Generalization of Bucket-Tree Elimination, **Cluster-Tree Elimination** or **CTE** is a message-passing algorithm for producing a tree with [http://en.wikipedia.org/wiki/Explicit_and_implicit_methods model explicit] clusters. So each cluster becomes an independent representation of the variables within its scope.

- Input: a tree decomposition
- while not converged:
- for every edge(u,v) in the tree:
- If u has received messages from all adjacent vertices other than v:
- compute message u→v = product of:
- all messages received by u from neighbors other than v
- sum of local conditional probabilities of u
- send u→v to v

Convergence is guaranteed, and occurs when no new messages are created. If processing is performed from leaves to root, convergence is guaranteed after two passes.

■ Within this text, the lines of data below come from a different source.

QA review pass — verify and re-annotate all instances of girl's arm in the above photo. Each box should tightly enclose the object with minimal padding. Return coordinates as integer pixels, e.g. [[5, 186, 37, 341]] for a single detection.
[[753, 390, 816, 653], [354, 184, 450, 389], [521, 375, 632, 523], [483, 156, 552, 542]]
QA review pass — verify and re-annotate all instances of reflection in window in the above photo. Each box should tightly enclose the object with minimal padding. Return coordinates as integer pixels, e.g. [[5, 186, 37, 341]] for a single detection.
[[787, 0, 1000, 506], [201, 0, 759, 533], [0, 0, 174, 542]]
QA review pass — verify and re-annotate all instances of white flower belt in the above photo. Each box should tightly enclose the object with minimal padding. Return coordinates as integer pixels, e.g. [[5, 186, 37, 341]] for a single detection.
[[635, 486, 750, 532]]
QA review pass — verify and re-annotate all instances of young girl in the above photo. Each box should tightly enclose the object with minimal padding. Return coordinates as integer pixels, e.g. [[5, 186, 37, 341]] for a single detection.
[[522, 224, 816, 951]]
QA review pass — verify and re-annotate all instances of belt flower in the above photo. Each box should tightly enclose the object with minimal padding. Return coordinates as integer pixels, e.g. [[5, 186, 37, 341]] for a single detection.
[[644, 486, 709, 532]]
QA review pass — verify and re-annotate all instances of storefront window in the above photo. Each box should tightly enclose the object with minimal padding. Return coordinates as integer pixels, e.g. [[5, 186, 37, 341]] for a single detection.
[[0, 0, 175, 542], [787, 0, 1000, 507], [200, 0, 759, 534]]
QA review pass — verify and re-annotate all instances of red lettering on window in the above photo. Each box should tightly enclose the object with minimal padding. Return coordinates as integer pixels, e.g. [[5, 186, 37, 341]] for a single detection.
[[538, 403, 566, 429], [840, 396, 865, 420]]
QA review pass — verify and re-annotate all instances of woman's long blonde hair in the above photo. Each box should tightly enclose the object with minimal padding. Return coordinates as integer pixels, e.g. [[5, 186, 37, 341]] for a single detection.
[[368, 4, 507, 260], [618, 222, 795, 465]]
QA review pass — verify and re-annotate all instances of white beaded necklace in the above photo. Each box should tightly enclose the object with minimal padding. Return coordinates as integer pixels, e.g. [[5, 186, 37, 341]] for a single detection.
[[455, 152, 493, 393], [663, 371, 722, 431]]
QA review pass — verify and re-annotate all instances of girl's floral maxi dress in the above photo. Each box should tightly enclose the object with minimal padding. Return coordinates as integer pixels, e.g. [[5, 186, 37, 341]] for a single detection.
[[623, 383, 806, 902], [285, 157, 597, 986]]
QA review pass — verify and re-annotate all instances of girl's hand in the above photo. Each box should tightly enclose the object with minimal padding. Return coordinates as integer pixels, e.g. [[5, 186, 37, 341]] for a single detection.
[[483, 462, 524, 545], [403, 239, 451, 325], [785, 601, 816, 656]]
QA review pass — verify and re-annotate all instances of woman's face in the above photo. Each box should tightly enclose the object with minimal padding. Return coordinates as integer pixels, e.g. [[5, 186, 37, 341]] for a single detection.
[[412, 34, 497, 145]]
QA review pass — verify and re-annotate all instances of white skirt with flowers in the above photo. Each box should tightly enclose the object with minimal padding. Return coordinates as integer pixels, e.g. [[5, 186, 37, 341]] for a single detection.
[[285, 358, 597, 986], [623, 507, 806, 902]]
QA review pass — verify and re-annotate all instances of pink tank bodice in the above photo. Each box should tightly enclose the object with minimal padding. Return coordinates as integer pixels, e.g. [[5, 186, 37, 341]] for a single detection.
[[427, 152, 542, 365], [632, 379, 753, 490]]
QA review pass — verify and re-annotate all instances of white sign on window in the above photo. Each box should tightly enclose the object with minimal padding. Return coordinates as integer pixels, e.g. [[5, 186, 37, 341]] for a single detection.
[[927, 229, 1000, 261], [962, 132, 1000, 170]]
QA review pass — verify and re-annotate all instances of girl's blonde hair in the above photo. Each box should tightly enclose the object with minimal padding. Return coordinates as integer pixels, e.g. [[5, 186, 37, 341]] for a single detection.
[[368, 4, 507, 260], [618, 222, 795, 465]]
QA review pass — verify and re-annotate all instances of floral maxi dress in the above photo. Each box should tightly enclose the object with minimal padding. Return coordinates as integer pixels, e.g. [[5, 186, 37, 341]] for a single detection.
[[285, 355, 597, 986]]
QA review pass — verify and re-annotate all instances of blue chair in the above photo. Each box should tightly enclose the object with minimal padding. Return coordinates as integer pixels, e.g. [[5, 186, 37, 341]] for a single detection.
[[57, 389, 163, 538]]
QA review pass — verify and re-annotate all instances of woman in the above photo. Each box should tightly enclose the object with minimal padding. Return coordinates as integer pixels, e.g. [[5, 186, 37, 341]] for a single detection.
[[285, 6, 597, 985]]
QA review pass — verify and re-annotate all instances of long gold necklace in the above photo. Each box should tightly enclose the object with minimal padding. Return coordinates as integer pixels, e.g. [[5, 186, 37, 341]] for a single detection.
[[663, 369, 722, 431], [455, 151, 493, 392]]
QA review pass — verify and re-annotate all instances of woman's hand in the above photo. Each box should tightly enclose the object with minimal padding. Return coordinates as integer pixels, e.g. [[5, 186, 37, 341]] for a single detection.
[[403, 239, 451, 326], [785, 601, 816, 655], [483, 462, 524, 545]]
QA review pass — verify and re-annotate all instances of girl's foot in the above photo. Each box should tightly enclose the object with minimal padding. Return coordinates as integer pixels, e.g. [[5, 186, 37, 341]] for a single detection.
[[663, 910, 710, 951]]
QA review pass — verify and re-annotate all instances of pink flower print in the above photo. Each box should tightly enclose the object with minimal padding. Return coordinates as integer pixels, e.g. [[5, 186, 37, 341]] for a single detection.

Time complexity: $O((r+N) * \text{degree} * k^{w+1})$ Space complexity: $O(N k^{\text{max separator size}})$

- * N = number of vertices in the tree-decomposition
- * w = the tree-width of the decomposition
- * r = the number of functions in the model
- * degree = the maximum degree in the tree-decomposition
- * k = maximum domain size of any variable

A tree-decomposition can be transformed to reduce separator-width by combining nodes separated by the greatest width. Cluster-tree elimination applied to the resulting graph will have time complexity $O(m * \text{degree} * e^{r})$ and space $O(n * e^{s})$, where $r$ is the maximal number of nodes in a cluster and $s$ is the separator-width of the resulting decomposition.